Übrigens erhielt unter der Regie von Kai Wessel Teresa Weißbach, welche die Hedda Gabler spielt, den Theaterpreis Hamburg 2023.

Und dann war da noch etwas …

Da Ibsen ein Dauerbrenner am Theater ist und das UniWehrsEL bereits Nora, Gespenster und Hedda Gabler besprochen hat, wie wäre es mit „John Gabriel Borkmann“. Geschrieben 1896 in Kristiania, dem oben bereits erwähnten heutigen Oslo, beschäftigte sich Ibsen mit einem realen Vorfall, der die Gesellschaft bewegte. Es ging dabei um einen namhaften Offizier aus Kristiania, der wegen Betruges zu vier Jahren Gefängnishaft und Strafarbeit verurteilt worden war. Nach der Haft war der Offizier psychisch verändert und isolierte sich komplett von seiner Frau und der Außenwelt.

In einer Aufführung am Theater Meiningen in 2021 geht es um einen Banker, der das Geld seiner Kunden veruntreut hat und deshalb aus seiner Gesellschaftsschicht geflogen ist. Seine große Liebe ist nicht etwa seine Frau, die hat er wegen der gesellschaftlichen Stellung geheiratet. So gesehen ist Borkmann ein Typ wie die oben beschriebene Hedda Gabler. Sie hat auch die Ehe wegen des sozialen Status vollzogen. Hedda hat Angst wegen eines Skandals aus der Gesellschaft zu fliegen.

Borkman lebt fortan getrennt und doch zusammen im Haus der Schwägerin Ella, die sterbenskrank ist. Borkman hat sie einst geliebt, aber für seine Karriere geopfert.  Ella will Erhard, den Sohn der Borkmans, da sie ihn einst aufgezogen hatte. Doch ihre Schwester Gunhild und Borkman setzen jeder beim Neubeginn auf diesen Sohn – als Erlöser, als Rächer, als Hoffnungsträger; der aber verweigert sich.

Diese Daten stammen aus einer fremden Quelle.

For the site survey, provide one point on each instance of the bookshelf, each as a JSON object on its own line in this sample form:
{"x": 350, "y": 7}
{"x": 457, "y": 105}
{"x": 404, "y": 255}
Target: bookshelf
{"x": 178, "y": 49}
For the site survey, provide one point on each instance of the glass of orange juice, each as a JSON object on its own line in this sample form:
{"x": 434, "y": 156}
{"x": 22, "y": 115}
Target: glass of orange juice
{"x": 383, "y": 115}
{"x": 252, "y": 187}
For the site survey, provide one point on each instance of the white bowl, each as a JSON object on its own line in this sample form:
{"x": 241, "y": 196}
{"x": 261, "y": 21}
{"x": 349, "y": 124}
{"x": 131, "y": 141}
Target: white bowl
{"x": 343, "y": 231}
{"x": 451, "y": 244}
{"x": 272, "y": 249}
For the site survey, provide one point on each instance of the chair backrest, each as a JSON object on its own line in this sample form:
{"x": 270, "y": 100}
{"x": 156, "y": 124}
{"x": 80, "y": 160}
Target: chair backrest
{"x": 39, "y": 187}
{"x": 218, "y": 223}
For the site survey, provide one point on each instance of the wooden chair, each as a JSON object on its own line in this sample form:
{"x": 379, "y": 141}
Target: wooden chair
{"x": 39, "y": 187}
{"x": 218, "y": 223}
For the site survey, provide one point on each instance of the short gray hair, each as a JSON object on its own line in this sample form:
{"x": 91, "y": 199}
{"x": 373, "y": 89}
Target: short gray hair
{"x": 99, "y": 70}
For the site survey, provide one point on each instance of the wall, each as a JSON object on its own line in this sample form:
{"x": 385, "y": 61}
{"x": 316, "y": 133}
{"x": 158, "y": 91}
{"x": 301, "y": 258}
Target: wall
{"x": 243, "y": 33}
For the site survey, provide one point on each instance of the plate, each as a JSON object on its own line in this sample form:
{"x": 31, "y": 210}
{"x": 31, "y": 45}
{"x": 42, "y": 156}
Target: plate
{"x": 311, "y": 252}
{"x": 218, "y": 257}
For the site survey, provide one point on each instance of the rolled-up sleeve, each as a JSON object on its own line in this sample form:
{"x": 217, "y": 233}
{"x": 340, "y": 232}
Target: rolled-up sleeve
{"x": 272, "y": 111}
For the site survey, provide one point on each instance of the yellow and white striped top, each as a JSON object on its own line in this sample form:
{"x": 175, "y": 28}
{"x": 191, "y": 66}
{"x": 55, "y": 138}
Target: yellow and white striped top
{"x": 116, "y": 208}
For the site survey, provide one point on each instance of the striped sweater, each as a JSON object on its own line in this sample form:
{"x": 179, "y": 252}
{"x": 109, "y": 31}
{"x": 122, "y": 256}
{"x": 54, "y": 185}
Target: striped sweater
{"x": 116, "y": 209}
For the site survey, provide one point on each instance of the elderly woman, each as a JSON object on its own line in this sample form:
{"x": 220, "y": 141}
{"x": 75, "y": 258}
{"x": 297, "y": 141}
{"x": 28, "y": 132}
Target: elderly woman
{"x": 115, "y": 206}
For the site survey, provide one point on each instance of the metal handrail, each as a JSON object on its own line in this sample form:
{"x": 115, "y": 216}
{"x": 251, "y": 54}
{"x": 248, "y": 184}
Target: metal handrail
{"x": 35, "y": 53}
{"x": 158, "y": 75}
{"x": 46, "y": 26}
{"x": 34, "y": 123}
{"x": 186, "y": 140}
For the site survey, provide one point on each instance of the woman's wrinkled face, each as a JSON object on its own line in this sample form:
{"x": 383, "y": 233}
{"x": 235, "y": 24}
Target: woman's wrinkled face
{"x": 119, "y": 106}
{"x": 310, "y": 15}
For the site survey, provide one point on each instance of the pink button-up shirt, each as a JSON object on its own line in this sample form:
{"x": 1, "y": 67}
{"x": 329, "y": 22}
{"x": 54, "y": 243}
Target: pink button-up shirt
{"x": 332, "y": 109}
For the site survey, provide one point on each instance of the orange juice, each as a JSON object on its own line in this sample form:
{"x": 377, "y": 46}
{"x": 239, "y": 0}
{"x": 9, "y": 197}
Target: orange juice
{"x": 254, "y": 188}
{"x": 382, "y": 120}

Das Stück wurde besonders zur Bankenkrise 2009 wiederentdeckt und häufiger gespielt. So bekannt wie Nora und das Puppenhaus ist es sicherlich nicht. Borkmann ist ein anderer Held als der „Volksfeind“, wo der Konflikt zwischen einem Badearzt und den Honoratioren einer Stadt im Mittelpunkt steht. Der Badearzt verspielt seinen Ruf wegen der Erkenntnis und Bekanntgabe, das Wasser sei verseucht. Also aus selbstlosen Motiven für die Gesellschaft. Anders Borkmann, der mit größeren Spekulationen noch mehr Profit für die eigene Bank rausholen wollte.